Last week we discussed desire, and why we like to drink. Desire is a learned behavior that most of us have become really good at. We plan to meet our girlfriends for example, which triggers the thought - I want to have a glass of wine, we feel desire, and reward it with a glass of wine. When you have this thought, and reward at the end you will continue to do it because the brain loves to seek pleasure. So how do you unlearn this?
In order to unlearn this desire pattern you need to interrupt the model. You need to stop rewarding the thought with a glass of wine and once you stop rewarding the thought, the desire will go away. Recall Pavlov’s dogs - to keep it simple, it is much like that. In the past you may have tried willpower or resistance, which typically does not work. In fact, if you say you are not going to have the drink, and actually do, it is deepens the neural pathway to seek the reward. Instead I encourage you to begin accumulating unanswered urges. How do you do that?
The next time you have an urge I don’t want you to resist and/or react to it. Begin working on the skill of allowing an urge. An urge is really not that unpleasant until you start trying to resist it. So one way to allow an urge is to take a moment and describe how it feels in your body - maybe a little tight, uncomfortable, thoughts twirling around in your head. Write it down on purpose to become more aware. The second way to allow an urge is to just watch it. Separate yourself from the emotion, recognize you are having a thought that causes the feeling. Understand that you are not literally that thought and that feeling. The third way to allow an urge is to become accepting of it. Recognize that it creates some tension, and just be present with it. Think about a beach ball in a pool for example - when you try to push it under and push it under you struggle. Instead - when you let the beach ball float on top of the water there is no struggle - do that with your urges.

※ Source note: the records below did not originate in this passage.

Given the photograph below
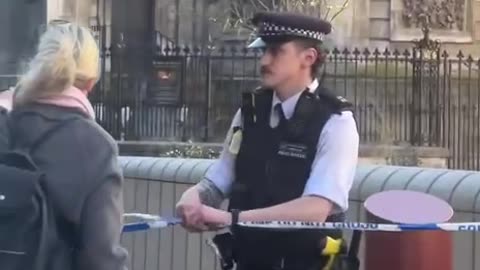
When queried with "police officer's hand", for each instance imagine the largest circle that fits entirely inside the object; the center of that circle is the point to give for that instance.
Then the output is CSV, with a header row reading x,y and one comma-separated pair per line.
x,y
216,218
6,99
189,209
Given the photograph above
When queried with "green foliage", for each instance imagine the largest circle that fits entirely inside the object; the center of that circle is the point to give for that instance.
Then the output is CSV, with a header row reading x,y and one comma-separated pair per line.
x,y
236,16
192,150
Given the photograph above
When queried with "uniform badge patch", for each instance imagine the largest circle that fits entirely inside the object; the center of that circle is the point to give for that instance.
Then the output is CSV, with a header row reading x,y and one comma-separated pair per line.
x,y
235,141
293,150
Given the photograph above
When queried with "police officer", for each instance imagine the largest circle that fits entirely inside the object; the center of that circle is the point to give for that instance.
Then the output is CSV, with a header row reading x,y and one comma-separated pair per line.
x,y
290,153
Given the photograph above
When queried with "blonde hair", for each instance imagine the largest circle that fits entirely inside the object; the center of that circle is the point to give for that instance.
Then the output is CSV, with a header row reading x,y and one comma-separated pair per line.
x,y
67,56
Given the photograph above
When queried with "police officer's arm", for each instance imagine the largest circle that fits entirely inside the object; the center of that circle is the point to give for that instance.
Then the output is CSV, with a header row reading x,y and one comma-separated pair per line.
x,y
329,184
215,186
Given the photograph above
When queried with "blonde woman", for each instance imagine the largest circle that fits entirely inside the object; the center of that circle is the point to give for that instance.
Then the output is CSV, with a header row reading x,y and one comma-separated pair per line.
x,y
84,180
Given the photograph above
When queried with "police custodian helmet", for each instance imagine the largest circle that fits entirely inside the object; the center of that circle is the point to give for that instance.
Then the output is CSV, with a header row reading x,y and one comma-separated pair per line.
x,y
285,26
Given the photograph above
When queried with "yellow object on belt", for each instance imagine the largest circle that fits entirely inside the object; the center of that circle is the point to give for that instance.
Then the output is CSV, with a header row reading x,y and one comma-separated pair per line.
x,y
333,247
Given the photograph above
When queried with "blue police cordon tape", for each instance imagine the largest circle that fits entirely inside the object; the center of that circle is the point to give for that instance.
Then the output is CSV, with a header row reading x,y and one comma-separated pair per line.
x,y
156,222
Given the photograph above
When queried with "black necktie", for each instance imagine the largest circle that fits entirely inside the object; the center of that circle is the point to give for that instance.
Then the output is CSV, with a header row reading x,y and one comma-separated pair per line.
x,y
281,114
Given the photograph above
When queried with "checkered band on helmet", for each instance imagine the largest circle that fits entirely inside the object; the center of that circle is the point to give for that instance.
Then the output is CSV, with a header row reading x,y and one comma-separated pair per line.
x,y
270,29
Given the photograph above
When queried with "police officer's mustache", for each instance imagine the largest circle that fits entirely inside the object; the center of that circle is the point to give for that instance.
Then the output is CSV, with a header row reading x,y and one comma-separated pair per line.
x,y
265,70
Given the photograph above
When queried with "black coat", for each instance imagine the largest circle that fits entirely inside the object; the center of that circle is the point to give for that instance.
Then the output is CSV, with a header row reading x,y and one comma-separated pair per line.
x,y
84,179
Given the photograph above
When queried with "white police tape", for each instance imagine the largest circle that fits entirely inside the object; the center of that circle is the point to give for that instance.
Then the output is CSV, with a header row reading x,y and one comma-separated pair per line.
x,y
156,222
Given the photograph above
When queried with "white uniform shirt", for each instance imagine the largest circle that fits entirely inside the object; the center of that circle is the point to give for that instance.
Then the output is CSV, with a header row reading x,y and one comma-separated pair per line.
x,y
333,168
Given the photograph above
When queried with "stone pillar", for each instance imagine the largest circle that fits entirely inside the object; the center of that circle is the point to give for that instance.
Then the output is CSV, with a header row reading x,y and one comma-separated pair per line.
x,y
19,21
419,250
78,11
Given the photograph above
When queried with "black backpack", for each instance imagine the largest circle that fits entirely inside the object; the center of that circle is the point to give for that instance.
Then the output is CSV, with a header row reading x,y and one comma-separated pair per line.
x,y
29,234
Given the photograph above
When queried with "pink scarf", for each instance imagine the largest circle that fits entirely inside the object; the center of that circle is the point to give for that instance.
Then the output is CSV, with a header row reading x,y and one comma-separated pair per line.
x,y
72,98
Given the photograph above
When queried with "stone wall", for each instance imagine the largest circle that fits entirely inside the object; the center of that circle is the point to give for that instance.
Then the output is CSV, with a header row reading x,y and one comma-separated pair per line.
x,y
430,157
365,23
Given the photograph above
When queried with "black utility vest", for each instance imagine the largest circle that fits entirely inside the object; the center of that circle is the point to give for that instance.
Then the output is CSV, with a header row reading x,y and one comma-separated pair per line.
x,y
272,167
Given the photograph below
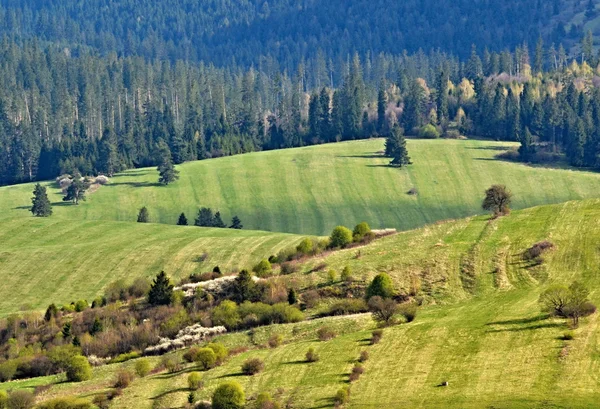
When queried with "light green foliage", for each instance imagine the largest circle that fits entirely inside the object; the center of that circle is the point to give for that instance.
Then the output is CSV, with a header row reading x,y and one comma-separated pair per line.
x,y
79,369
229,395
263,269
194,381
381,286
142,367
340,237
206,358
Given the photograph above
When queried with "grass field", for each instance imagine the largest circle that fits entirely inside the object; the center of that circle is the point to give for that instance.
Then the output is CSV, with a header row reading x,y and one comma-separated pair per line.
x,y
311,190
58,260
492,344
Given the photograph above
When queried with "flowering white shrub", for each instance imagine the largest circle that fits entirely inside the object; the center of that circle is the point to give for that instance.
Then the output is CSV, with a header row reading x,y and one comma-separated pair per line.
x,y
186,337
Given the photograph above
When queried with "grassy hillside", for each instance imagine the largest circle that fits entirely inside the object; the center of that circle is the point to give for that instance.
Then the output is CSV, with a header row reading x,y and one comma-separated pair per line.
x,y
56,260
311,190
493,346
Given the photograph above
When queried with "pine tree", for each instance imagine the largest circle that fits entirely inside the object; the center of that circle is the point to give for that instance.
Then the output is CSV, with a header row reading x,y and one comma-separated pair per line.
x,y
399,152
76,190
217,221
161,290
527,149
41,206
381,107
143,215
236,223
205,218
166,169
182,221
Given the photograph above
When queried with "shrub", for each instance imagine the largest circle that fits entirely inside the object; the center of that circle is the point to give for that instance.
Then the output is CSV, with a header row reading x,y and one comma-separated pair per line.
x,y
229,395
265,401
347,306
360,231
340,237
142,367
429,132
326,333
357,371
79,369
20,399
206,358
263,268
408,311
221,352
381,286
306,247
342,396
81,305
376,336
275,340
346,274
124,378
311,355
252,366
3,399
568,336
194,381
170,363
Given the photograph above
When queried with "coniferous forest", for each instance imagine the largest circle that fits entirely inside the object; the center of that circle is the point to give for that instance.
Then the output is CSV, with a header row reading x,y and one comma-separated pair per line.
x,y
96,100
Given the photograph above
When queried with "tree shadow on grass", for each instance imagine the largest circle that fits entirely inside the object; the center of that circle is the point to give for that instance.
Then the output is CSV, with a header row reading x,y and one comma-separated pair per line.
x,y
517,321
529,328
162,395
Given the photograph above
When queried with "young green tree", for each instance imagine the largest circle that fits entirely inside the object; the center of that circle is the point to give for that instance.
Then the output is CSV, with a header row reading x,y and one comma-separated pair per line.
x,y
41,206
161,290
218,221
143,215
396,145
76,190
182,221
497,200
381,286
236,223
205,218
229,395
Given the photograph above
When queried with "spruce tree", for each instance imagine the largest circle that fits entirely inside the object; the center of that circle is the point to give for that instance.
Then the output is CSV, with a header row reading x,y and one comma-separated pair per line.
x,y
76,190
236,223
161,290
397,146
41,206
182,221
143,215
217,221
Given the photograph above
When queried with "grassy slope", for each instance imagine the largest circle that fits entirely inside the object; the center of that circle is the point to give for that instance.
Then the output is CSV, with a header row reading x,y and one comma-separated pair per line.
x,y
494,349
310,190
54,260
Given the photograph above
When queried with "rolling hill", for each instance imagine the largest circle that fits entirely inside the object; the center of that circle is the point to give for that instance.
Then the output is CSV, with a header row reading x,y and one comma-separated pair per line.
x,y
311,190
492,346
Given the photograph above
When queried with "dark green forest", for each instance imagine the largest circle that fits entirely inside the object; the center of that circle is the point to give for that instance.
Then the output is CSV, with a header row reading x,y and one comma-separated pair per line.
x,y
94,87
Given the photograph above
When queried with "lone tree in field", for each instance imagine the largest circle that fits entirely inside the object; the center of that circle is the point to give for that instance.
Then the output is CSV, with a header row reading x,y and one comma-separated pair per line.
x,y
395,147
497,200
567,302
236,223
182,221
76,190
166,169
41,206
143,215
161,290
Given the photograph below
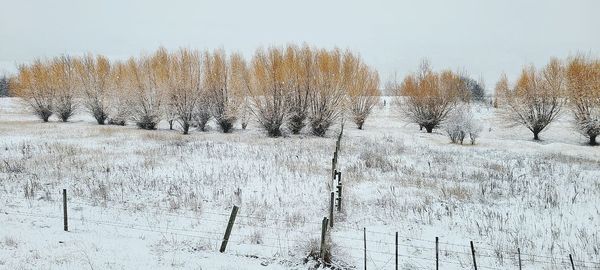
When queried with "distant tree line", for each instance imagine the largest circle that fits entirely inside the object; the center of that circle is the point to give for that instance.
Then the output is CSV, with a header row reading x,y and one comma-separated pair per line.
x,y
282,87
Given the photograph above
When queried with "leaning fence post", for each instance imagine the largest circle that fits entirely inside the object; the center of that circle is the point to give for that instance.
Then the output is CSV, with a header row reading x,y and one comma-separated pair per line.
x,y
572,264
396,250
339,190
365,245
473,253
331,206
323,234
519,253
437,257
228,230
66,221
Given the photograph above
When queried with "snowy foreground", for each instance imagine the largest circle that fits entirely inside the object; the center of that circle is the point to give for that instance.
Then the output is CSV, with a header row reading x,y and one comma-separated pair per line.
x,y
160,200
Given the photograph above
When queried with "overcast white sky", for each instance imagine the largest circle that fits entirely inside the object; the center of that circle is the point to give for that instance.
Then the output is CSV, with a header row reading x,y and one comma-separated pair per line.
x,y
484,38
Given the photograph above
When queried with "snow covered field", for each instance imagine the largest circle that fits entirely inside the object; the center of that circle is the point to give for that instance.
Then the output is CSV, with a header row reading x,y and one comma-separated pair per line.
x,y
157,199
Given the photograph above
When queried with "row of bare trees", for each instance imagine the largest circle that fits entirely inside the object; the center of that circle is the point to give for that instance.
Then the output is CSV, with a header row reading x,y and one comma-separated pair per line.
x,y
535,100
538,97
290,86
428,97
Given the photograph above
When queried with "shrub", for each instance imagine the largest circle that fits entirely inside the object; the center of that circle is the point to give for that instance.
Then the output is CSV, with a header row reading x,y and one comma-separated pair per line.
x,y
583,85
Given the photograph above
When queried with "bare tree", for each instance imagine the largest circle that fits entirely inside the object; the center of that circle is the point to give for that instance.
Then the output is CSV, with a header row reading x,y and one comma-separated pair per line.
x,y
362,87
224,84
34,87
427,98
536,99
583,84
185,86
299,73
326,100
148,81
120,94
94,74
268,93
62,80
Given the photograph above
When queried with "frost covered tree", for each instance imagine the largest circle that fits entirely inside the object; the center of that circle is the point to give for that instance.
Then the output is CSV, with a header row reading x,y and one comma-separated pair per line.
x,y
536,99
267,89
475,89
94,75
185,86
362,88
148,76
35,88
62,81
428,97
119,94
326,100
4,86
224,84
583,85
299,73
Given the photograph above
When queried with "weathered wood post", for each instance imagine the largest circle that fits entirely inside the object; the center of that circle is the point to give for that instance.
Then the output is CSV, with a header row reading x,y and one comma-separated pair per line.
x,y
473,253
519,253
229,228
66,220
323,235
437,256
396,250
365,245
331,206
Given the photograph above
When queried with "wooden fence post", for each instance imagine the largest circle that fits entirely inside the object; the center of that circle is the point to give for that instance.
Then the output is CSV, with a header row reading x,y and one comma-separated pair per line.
x,y
331,206
519,253
437,257
339,191
572,264
66,221
323,234
365,245
229,227
396,250
473,253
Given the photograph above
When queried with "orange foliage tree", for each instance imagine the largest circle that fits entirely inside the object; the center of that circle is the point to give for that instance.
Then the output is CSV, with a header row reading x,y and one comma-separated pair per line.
x,y
583,86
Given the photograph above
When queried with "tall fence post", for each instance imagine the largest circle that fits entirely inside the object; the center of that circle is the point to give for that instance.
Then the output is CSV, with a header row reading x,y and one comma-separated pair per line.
x,y
365,245
323,234
519,253
473,253
437,256
396,250
229,227
331,206
572,264
66,220
339,191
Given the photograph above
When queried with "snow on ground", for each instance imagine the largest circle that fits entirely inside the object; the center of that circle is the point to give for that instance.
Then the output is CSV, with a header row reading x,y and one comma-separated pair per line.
x,y
160,200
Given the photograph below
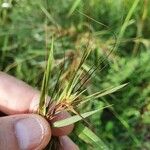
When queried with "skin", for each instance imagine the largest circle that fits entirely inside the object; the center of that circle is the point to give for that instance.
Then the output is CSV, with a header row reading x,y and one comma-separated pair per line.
x,y
19,101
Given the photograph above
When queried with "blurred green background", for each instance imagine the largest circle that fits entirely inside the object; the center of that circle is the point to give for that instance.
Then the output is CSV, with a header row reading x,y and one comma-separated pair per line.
x,y
23,26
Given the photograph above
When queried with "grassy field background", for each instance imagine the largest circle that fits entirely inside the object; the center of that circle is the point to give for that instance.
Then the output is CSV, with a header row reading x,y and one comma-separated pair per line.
x,y
23,26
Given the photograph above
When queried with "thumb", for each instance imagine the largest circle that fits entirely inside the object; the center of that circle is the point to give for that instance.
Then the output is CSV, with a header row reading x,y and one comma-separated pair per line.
x,y
24,132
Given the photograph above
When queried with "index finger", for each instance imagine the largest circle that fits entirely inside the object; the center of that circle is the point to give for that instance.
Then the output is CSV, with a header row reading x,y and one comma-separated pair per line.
x,y
16,96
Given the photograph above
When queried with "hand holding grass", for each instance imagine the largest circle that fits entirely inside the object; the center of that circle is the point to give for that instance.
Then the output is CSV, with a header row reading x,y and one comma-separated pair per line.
x,y
23,129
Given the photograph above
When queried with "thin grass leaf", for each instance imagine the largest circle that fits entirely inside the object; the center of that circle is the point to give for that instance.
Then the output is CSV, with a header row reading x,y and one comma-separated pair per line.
x,y
89,137
124,123
76,118
126,22
73,8
46,78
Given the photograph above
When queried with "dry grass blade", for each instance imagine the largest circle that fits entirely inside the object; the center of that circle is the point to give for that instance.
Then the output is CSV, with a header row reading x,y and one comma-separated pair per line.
x,y
76,118
46,78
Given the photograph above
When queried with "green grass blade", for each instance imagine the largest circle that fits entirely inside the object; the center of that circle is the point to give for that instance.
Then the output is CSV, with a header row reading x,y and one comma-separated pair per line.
x,y
76,118
125,24
100,94
46,78
73,8
88,136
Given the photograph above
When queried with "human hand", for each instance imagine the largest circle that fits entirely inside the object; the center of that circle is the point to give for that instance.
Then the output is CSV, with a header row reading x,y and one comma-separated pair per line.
x,y
21,129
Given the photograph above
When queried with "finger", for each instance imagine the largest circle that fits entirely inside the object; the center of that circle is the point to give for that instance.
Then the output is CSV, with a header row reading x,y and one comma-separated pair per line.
x,y
22,132
67,144
17,97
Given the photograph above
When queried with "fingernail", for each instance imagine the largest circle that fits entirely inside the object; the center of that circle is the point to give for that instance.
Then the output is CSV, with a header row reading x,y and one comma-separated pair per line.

I want you to focus on accumulating 100 unanswered urges. You have 100 urges, and don’t reward with a drink. Instead take a moment to purposefully write down what it felt like, what you were thinking, and how you managed it. It’s just like ringing the bell 100 times and not giving that dog food - the drool dries up. Now - this will be challenging to begin with. It is most likely unlike anything you have done before, and that is ok - you totally got this!